The situation has become more complicated due to the emergence of the SCCmec type XI disseminating mecC gene in animals and humans.45 SCCmec type XI has a wide geographical distribution and has adapted to a variety of host species, including livestock and wildlife. This could be a potential source of zoonotic infections and may complicate accurate diagnosis, thus adding medical and financial burdens.2,46 A less frequent SCCmec XI was also found in 1.7% of MRSA isolates. SCCmec XI is characterized by different components including mecI, mecR1, blaZ, ccr A, and ccrB genes. SCCmec XI has also been reported in Ireland, Germany, and Japan.47–49

Another study documented that even though SCCmec type XI is uncommon in human isolates, its presence can be misjudged, necessitating molecular typing to confirm its presence.50 Another study also stated that SCCmec XI containing toxigenic virulence factors raises the alarm for MRSA isolates with high virulence potential in Europe, emphasizing the importance of proper molecular detection.46 Furthermore, a study identified SCCmec XI by detecting its various components, but few of those isolates lacked ccrA and ccrB genes, contrary to our findings. They did, however, speculate that isolates with ccrA and ccrB genes might have minor sequence differences in their SCCmec type XI ccr specific alleles.23

MLVA was performed on MRSA isolates in this study to obtain phylogenetic relationships in the form of a dendrogram. By using the MLVA technique with Bionumeric software 8.0 we were able to separate the PCR amplicons even with small differences in a band size that allowed us to obtain an accurate product size. MRSA isolates produce a PCR product with specific VNTRs converted into tandem repeats at their specific loci. The genotypes were formed by MLVA and shrunk down to 60 haplotypes. A minor change in the base pair of the VNTR created a new MLVA strain, which now belongs to a different genotypic group. Similarly, 63 MLVA types were identified in 123 MRSA isolates in an earlier study in Pakistan. MLVA was found an effective technique to understand the phylogenetic relationship and distribution of MRSA isolates.18 Moreover, in another study, MLVA was used to type S. aureus isolates.
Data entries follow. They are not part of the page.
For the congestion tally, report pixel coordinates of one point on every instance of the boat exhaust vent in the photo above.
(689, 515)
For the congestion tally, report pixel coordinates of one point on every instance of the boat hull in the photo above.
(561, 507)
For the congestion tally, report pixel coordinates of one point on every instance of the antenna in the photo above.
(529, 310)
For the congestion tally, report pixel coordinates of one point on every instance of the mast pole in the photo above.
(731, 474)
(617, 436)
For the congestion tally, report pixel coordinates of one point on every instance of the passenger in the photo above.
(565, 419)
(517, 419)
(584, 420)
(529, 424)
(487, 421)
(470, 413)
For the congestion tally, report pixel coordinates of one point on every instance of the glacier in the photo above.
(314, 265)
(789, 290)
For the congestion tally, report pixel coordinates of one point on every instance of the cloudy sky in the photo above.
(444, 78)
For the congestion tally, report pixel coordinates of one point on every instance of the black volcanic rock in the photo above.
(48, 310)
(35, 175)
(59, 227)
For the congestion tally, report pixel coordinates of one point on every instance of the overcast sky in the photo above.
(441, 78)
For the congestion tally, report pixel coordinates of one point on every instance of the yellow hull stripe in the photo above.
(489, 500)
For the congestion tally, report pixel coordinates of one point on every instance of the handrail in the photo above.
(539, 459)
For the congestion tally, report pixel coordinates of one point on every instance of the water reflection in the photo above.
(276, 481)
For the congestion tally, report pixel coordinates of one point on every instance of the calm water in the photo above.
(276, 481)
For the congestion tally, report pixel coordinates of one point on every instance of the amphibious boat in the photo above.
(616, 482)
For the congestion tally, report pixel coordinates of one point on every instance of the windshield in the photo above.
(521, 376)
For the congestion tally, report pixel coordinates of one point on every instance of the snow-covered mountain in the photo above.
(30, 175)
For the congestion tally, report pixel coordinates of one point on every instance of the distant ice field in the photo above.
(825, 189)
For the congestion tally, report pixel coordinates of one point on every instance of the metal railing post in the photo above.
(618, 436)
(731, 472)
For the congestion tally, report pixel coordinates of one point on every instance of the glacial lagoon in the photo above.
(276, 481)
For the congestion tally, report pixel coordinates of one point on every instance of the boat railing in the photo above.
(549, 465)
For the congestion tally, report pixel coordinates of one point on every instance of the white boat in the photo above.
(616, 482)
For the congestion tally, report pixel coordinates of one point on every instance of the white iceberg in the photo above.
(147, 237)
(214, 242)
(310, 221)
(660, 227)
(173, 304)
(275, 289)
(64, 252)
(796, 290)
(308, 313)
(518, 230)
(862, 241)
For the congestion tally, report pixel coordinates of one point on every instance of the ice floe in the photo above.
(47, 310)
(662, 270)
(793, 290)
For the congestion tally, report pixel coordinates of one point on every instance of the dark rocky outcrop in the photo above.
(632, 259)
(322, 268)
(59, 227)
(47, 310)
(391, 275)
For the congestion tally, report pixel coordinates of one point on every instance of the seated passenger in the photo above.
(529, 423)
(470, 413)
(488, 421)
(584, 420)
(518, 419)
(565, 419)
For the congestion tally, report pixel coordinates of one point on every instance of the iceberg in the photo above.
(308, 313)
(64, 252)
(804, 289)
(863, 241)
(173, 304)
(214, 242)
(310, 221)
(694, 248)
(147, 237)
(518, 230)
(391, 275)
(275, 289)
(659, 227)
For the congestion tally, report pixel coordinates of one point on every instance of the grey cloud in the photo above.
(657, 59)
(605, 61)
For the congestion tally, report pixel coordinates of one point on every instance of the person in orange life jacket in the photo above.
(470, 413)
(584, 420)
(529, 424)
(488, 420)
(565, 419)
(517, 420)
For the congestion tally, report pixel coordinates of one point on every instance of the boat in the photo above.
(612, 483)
MLVA performed exceptionally well in distinguishing between unrelated isolates.51

Low genetic diversity was found among MRSA strains in this study because all strains had a similarity index above 92%. A similar observation of diversity was documented by another study but in different bacterial species in India.52 MLVA can be used as a standardized and portable molecular typing technique. This technique can contribute to our understanding of the genetic diversity of various pathogens, particularly in areas where new isolates are emerging.53 A previous study also documented that MLVA can differentiate between strains of similar lineages in clonal complexes.15

Conclusion

In conclusion, SCCmec III was found to be the most common type in MRSA isolates exhibiting the vancomycin MIC creep phenomenon. Discovery of mecC gene and the presence of SCCmec XI indicates zoonotic origin of these MRSA isolates which highlights the complexity of the antimicrobial resistance scenario. A similarity index above 92% by MLVA analysis indicated that genetic diversity among the MRSA population was very low and strains were related to each other. Data on identification and characterization of clones of MRSA with high MIC values will provide insight to clinicians and health professionals to formulate local antibiotic policy in each hospital and implementation of infection control measures which consequently will hamper the distribution and spread of MRSA in Pakistan.